Moving into our deals and bundles, we have to talk about Wolves Upon the Coast. This has been a massively popular post on social media this week, and for good reason. Designed by Luke Gearing, Wolves Upon the Coast is a sweeping, mythic sandbox hexcrawl widely considered a masterpiece of the Old School Revival movement. The premise is incredibly striking: your history is gone, you were a thrall, but now your master lies dead in the bottom of a raiding vessel, and you are free to explore a dark, treacherous world inspired by early medieval Northern Europe.
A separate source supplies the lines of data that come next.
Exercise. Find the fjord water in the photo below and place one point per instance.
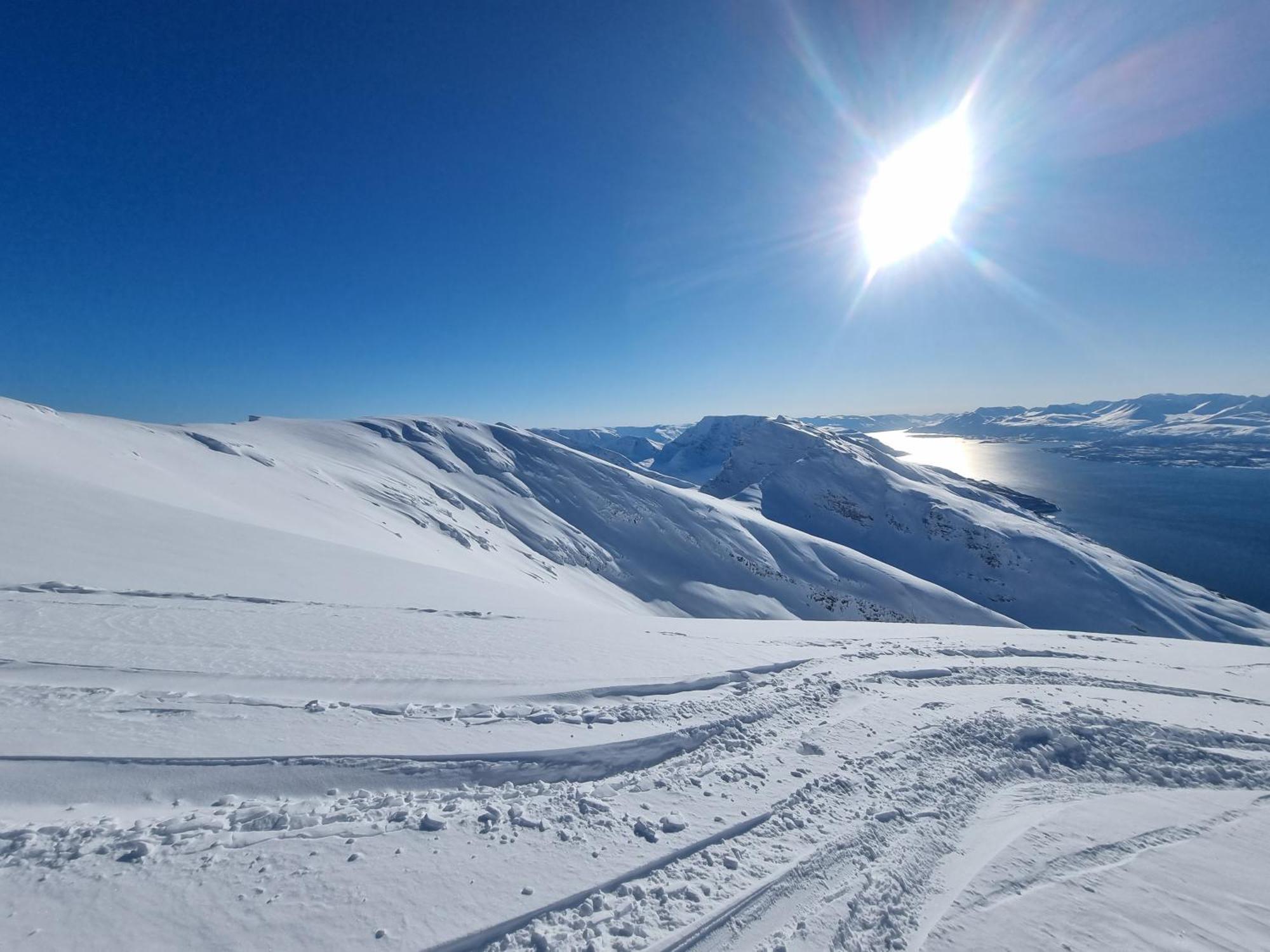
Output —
(1208, 525)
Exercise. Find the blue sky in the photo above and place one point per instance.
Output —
(570, 214)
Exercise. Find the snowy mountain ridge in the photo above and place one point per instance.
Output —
(792, 522)
(1222, 430)
(416, 684)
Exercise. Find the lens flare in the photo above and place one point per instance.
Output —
(918, 192)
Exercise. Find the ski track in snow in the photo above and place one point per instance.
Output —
(798, 804)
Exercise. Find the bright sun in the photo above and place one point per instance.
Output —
(918, 192)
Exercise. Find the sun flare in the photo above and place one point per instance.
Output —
(918, 192)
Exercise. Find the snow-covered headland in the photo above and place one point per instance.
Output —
(1174, 430)
(426, 684)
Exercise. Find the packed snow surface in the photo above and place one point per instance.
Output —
(214, 774)
(432, 685)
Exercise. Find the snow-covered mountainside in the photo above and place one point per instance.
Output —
(412, 685)
(874, 425)
(793, 522)
(1221, 430)
(940, 527)
(204, 775)
(411, 512)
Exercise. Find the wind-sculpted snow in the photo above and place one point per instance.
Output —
(959, 535)
(211, 774)
(397, 511)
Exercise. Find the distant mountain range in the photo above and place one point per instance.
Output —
(1217, 430)
(744, 517)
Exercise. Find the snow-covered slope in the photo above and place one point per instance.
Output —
(943, 529)
(874, 425)
(1168, 428)
(211, 775)
(429, 512)
(403, 685)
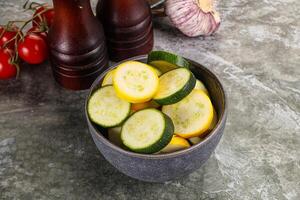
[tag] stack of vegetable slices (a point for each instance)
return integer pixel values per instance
(158, 107)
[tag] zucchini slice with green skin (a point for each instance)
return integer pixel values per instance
(165, 61)
(147, 131)
(192, 116)
(108, 79)
(106, 109)
(174, 86)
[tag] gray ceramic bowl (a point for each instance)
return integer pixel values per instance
(165, 167)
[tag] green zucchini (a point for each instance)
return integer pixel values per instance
(174, 86)
(106, 109)
(165, 61)
(147, 131)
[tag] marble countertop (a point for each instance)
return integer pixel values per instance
(46, 151)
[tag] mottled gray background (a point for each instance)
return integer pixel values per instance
(46, 151)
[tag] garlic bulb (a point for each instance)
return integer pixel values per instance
(193, 17)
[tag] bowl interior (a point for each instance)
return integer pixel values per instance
(212, 83)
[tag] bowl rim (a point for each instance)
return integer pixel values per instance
(222, 117)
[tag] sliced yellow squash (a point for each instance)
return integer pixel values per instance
(191, 116)
(195, 140)
(201, 86)
(140, 106)
(135, 82)
(177, 143)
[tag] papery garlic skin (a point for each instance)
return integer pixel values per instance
(190, 19)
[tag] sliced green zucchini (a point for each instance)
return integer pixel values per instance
(165, 61)
(114, 135)
(106, 109)
(174, 86)
(108, 79)
(192, 116)
(147, 131)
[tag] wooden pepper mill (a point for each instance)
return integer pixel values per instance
(127, 26)
(78, 52)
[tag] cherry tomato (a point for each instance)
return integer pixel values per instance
(33, 49)
(7, 35)
(7, 69)
(46, 17)
(38, 31)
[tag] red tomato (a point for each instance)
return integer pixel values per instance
(7, 35)
(46, 17)
(37, 30)
(33, 49)
(7, 69)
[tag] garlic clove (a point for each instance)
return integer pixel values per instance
(193, 17)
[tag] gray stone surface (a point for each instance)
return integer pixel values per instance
(46, 151)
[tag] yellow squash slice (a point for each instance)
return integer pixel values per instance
(135, 82)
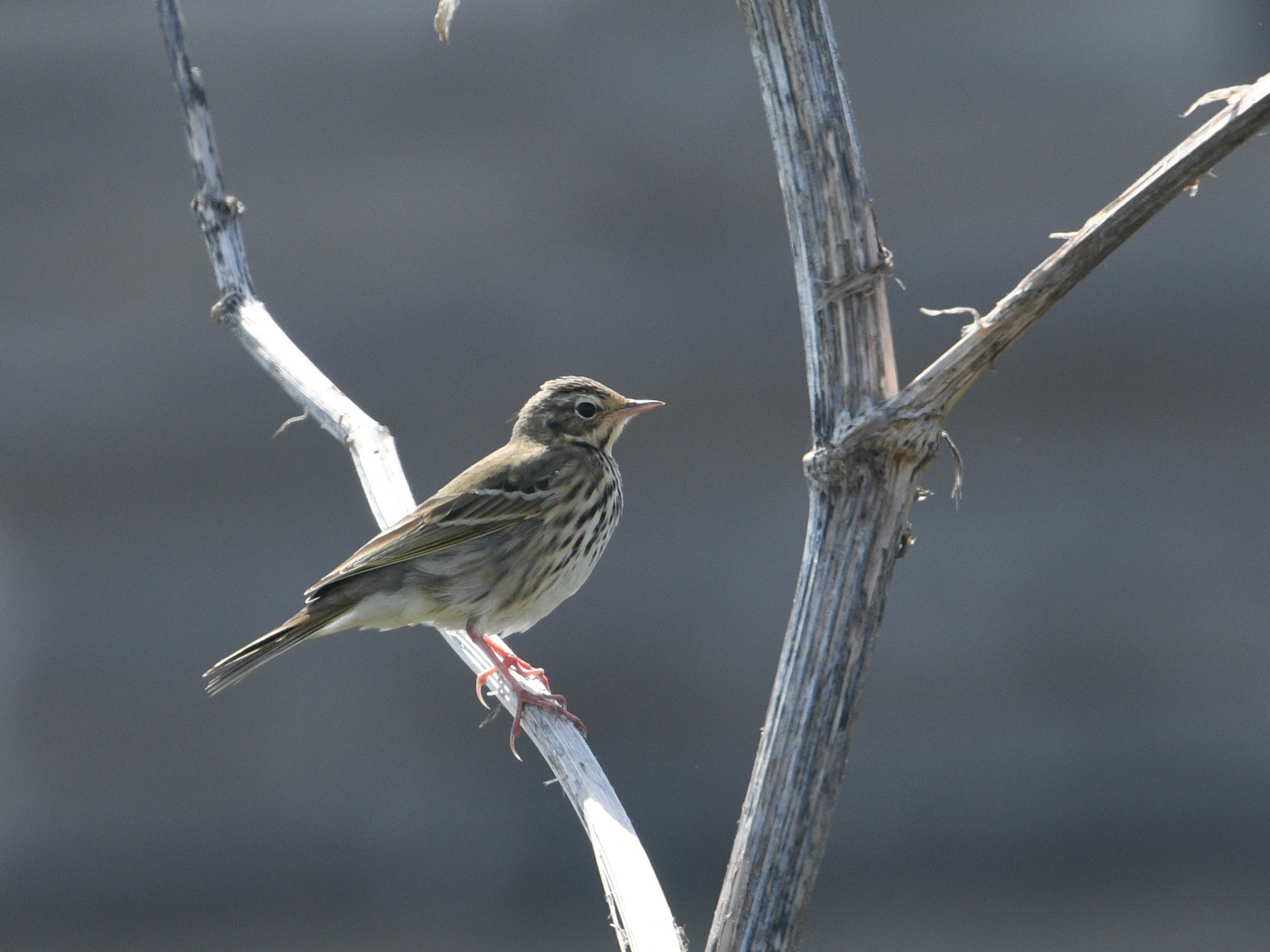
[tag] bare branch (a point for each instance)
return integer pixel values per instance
(840, 270)
(869, 450)
(639, 911)
(938, 389)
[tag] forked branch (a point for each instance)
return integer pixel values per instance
(639, 911)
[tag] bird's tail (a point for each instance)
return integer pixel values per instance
(234, 668)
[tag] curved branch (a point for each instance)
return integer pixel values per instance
(640, 914)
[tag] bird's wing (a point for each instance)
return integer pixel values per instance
(488, 498)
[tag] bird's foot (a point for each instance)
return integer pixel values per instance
(505, 663)
(517, 664)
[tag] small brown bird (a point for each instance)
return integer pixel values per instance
(493, 553)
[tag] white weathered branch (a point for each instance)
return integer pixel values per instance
(639, 911)
(869, 443)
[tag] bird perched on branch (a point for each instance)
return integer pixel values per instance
(493, 553)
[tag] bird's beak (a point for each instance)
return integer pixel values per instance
(635, 406)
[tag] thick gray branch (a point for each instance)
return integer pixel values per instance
(941, 385)
(640, 914)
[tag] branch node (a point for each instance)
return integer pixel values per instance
(959, 476)
(444, 14)
(216, 213)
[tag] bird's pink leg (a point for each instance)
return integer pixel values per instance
(504, 660)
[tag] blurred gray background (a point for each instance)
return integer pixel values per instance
(1065, 734)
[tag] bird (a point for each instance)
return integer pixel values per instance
(493, 553)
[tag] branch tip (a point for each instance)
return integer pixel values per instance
(1227, 94)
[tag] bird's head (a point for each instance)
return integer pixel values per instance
(577, 410)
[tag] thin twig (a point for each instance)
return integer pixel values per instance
(639, 911)
(863, 472)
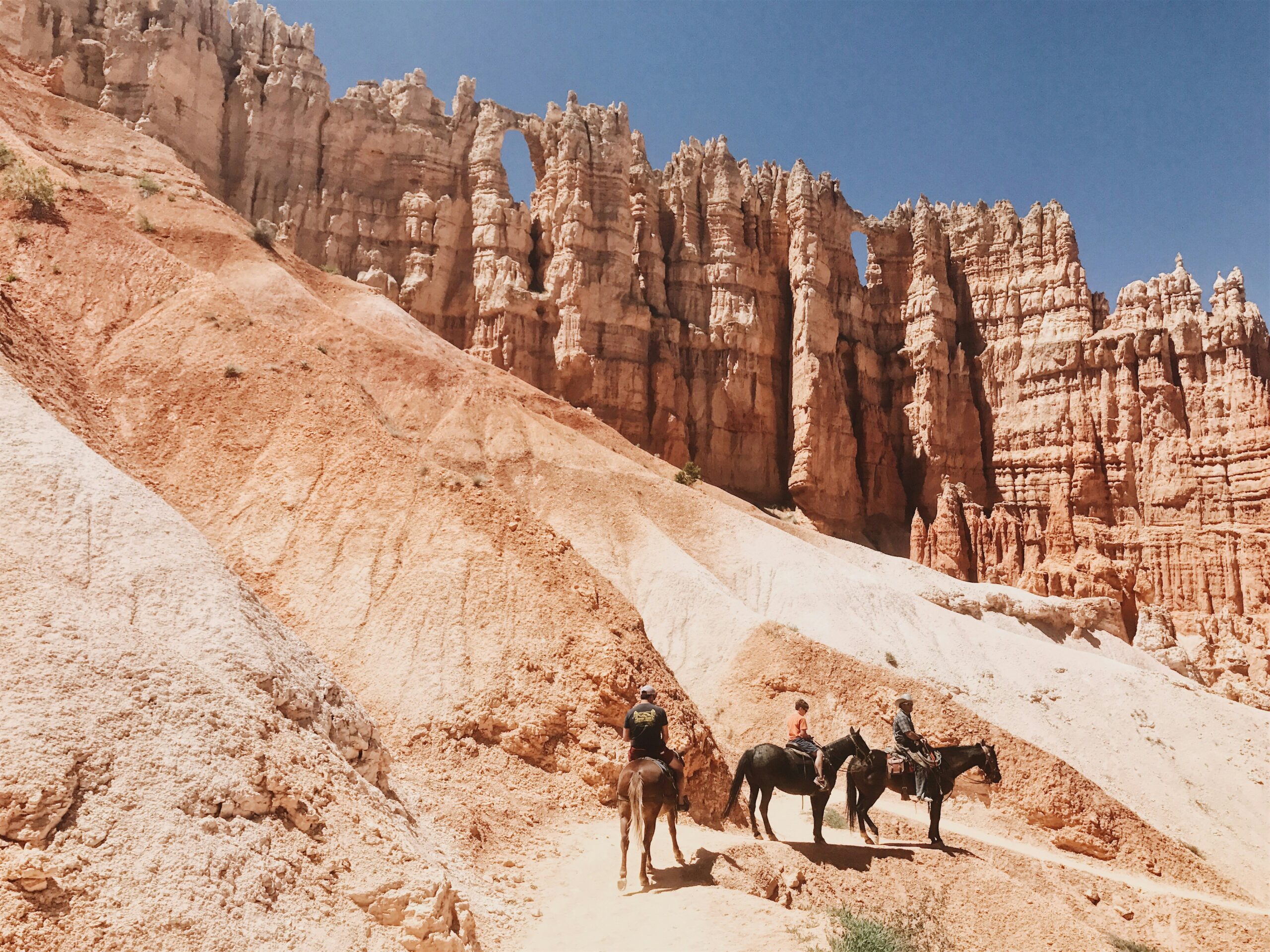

Currently available in a brilliant bundle of holding, you can pick up the complete game line and supplements as DRM-free ebooks. The bundle includes the massive 540-hex grand campaign, a uniquely poetic bestiary, reimagined treasure tables, and Whale Roads, a lavish 256-page fan-produced journal chronicling a year-long campaign. The game is a triumph of substance over flash. There is almost no art; instead, you get pure, highly usable content with stripped-down mechanics based on Original D&D. Character advancement is driven entirely by making and fulfilling grand boasts. You can sail the seas using a robust weather system, uncover lost continents, or even become a troll. It provides the Game Master with situations rather than a linear story, allowing players absolute freedom to plunder and reshape the Mid-Isles.
Our final deal of the week transports us to a very different kind of setting. The Mists of Akuma bundle is now available, offering a massive collection of Eastern fantasy, noir, and steampunk roleplaying material for your 5e campaigns. Set in the world of Soburin, the setting explores a continent that has overthrown technologically advanced occupiers and restored the Masuto Imperial Dynasty. However, the divided prefectures now war among themselves while facing an even greater apocalyptic threat: the supernatural, corrupting Mists of Akuma that transform the living into bloodthirsty undead oni.
This bundle provides an incredible wealth of content, including both the original 2014 rules version and the Anniversary Edition updated for the 2024 5e ruleset. It expands the core rules with fifteen diverse new lineages, including hengeyokai shapeshifters and steam-augmented automatons, along with two dozen unique class subtypes like clockwork adepts, gun priests, and warlocks of the Enigmatic Eye. The setting introduces two new unique ability scores: Dignity, representing your social status, and Haikotu, measuring your fall from virtue and corruption by the Mists. The starter collection gives you the core campaign books and primers, while the bonus tier adds massive sandbox campaigns like Imperial Matchmaker and two complete adventure paths. If you want to investigate factional conspiracies in back alleys or battle foes wielding forbidden technologies in a richly detailed, highly unique world, this is an absolute steal of a bundle.